Monday, December 8, 2025

107 Days

107 Days by Kamala Harris, 300 pages

On July 21st, 2024, Vice President Kamala Harris got a call from her running mate, President Joe Biden.  He had decided, after weeks of pressure, to drop out of the campaign and back her as the Democratic nominee for the 2024 election.  It was up to Harris to step into the breach and save the Democrats from defeat by the deplorable Donald Trump.  She only had 107 days to do it, and 107 Days is her own day-by-day account of that momentous campaign and its immediate aftermath.

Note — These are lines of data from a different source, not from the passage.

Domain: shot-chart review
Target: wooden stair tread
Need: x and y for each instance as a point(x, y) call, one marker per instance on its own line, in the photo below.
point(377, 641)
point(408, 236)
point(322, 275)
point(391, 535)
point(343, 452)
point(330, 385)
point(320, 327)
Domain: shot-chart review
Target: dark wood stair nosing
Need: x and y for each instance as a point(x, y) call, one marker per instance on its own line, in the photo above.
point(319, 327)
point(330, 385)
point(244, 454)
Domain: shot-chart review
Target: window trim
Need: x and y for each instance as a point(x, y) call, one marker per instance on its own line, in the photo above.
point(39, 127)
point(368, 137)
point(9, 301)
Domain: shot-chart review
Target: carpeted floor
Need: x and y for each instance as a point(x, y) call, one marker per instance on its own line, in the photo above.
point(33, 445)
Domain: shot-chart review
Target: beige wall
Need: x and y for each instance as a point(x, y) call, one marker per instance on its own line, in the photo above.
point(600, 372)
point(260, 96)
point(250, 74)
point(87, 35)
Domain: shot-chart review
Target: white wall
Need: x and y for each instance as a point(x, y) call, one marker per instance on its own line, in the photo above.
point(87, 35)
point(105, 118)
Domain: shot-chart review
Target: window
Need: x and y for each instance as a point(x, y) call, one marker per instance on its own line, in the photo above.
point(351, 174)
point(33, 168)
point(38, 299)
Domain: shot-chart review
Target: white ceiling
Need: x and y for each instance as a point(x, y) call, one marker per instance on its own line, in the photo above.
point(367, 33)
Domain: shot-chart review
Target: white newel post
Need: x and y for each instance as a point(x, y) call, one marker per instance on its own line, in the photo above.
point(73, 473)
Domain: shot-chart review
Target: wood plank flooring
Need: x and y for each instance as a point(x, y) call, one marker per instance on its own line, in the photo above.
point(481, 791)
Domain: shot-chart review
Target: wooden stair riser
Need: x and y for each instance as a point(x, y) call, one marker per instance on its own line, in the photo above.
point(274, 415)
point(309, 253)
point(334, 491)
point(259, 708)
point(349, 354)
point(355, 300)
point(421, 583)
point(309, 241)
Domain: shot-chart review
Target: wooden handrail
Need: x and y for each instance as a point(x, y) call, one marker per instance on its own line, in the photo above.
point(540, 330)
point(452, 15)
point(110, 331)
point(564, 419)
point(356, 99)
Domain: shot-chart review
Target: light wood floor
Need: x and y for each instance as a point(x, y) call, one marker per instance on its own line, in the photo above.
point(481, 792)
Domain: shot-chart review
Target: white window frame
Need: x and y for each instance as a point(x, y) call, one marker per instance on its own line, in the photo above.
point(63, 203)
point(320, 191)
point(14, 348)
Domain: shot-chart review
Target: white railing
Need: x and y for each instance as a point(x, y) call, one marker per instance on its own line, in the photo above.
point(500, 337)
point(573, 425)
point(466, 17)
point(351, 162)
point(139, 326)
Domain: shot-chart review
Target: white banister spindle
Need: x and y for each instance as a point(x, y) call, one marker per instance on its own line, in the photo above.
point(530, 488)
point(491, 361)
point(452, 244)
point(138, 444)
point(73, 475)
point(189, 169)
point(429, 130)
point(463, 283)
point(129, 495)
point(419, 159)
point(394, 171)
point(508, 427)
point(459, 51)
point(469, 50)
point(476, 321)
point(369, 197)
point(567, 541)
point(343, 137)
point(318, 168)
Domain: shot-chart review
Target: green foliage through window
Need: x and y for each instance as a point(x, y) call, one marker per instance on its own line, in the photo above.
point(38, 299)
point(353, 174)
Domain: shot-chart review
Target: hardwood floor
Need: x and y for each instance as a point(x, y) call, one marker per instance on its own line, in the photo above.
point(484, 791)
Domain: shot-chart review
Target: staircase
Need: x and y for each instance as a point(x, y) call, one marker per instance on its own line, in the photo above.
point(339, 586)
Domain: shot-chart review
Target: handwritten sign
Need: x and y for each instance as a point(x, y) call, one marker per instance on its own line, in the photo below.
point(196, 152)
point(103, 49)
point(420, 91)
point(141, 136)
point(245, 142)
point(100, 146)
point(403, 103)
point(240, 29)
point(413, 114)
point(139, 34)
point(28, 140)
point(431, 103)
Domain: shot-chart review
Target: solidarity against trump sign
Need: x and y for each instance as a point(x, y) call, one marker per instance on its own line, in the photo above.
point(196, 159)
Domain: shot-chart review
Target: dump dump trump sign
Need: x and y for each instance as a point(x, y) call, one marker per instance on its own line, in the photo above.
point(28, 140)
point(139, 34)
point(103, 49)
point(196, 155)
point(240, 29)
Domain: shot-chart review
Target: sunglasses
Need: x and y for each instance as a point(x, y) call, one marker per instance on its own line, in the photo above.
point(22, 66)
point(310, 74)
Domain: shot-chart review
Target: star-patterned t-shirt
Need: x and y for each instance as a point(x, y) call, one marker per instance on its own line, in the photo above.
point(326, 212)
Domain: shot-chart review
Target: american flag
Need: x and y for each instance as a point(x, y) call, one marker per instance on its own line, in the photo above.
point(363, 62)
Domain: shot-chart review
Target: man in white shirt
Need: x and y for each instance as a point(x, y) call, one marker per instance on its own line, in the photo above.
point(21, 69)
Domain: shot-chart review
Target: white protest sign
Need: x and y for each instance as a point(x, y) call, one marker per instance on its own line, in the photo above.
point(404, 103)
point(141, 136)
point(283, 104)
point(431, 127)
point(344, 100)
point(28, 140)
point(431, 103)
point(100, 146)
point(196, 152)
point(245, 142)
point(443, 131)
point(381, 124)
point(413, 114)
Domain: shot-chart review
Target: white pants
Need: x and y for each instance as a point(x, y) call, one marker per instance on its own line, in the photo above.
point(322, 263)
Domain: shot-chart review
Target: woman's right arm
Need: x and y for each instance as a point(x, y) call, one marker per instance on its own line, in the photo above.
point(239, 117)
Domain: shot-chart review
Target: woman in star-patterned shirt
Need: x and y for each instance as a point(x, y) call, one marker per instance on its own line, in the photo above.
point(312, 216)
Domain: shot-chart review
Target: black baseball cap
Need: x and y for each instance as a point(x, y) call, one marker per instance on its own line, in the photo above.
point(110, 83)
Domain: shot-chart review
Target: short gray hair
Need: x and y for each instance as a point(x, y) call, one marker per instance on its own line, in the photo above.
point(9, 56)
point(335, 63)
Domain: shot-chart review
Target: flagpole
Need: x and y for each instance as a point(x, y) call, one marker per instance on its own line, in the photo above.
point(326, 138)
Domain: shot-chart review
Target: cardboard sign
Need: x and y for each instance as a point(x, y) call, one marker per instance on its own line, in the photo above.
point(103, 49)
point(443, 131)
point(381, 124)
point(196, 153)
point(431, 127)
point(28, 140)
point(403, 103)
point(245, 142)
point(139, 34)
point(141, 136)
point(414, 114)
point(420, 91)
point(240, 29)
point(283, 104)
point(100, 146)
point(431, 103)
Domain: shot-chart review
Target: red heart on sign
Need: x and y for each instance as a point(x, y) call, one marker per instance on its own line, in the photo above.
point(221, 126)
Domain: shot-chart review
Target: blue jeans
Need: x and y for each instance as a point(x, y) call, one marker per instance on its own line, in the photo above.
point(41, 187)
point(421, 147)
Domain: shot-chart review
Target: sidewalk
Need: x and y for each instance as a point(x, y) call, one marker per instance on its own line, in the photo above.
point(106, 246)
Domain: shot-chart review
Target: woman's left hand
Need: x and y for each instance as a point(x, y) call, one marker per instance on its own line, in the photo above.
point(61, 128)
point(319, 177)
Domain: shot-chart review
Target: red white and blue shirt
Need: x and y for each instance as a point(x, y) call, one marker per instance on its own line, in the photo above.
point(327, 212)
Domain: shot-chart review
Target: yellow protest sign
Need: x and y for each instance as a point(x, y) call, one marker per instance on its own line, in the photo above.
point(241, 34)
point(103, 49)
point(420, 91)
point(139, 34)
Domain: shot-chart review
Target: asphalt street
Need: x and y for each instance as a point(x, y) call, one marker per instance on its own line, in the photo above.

Of course, Harris failed, but the hidden comedy of 107 Days is that she still does not seem to have realized this.  The book is filled with stories about how her campaign succeeded and Trump's failed, most directly when discussing the Joe Rogan podcast, which she somehow manages to present as something that she was cheated out of and simultaneously something that hurt Trump.  Again and again, the former vice president is caught believing too many impossible things, that Biden was perfectly fit for a second term but should have quit the race sooner, that she was an inspiring success as vice president but unknown to the American people, that it was impossible to mount a successful campaign in 107 days but that on election night she believed there was no way she could lose.

Throughout, it is not entirely clear whether Harris is consciously trying to deceive or whether she is herself badly out of touch with reality, a distressing but by no means unusual trait in an American politician in the early 21st century.  Pointless agreements about combating climate change are touted as great foreign policy successes while wars rage around the globe.  The importance of job programs and affordable housing for American workers are touted as major priorities but legal and illegal immigration are treated as a minor concern.  She repeats Bernie Sanders' advice on the day Biden stepped aside not to concentrate on abortion as her defining issue, yet again and again that is what she does, secure in her complacency that no one who matters could possibly disagree with her.

This is the punchline of a very funny 300 page joke.  Harris claims to represent the future of democracy in the United States, but she repeatedly demonstrates that she neither understands nor particularly cares for the actual people of that country.  The comedy of her comeuppance is that much greater for not being hers alone, but shared by every institution that mocks the concerns of ordinary Americans because they do not conform to progressive ideological orthodoxy.